Tous les animaux ont été vérifiés quotidiennement pour détecter les paramètres sans cruauté au cours des 14 premiers jours suivant l’alimentation, définis comme suit : 1) hypothermie grave (<33 °C) et/ou immobilité (p. ex., score de 4 au test 6 de la fESS ou test d'« activité spontanée » de la gESS) qui n’a pas été améliorée par le traitement de l’unité de course de souris (c.-à-d. chauffage passif et alimentation active, voir 1.4, 1,6, 1,8) dans l’heure, 2) signes de douleur ou de comportement anxieux (par exemple, score >2 au test « anxiété/comportement automatique » de gESS), même après une analgésie postopératoire conformément au protocole.
Dans ce protocole, le soutien post-AVC des souris sous forme de mSU commence immédiatement après la récupération de la souris après l’opération fMCAo. Celle-ci comporte 3 phases : la phase A (0-48 h après la reperfusion), la phase B (>48 h et jusqu’à la « fin du soutien actif nécessaire », généralement entre le 10e et le 14e jour, en fonction de la phase B de chaque animal), et la phase C (à partir du 14e jour).

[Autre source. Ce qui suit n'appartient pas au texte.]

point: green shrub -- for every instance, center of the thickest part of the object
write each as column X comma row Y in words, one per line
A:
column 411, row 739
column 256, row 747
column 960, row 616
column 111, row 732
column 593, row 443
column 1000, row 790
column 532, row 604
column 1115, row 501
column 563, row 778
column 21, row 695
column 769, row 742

Il comporte cinq interventions significatives (visites/score de stratification du risque, alimentation, liquides, température et désinfections locales ; voir 1.1 à 1.8 ci-dessous) adaptées à chaque animal, en fonction de chaque phase (A, B ou C) et de son état clinique réel quotidien évalué par le score de stratification du risque (RSS), voir la figure supplémentaire 1 et le tableau 1 avec trois exemples typiques. Les matériaux et les outils nécessaires pour mSU sont illustrés à la figure 1a et décrits dans le tableau des matériaux. Nous fournissons également un modèle pour la surveillance des animaux pendant la mSU (voir le fichier supplémentaire 1).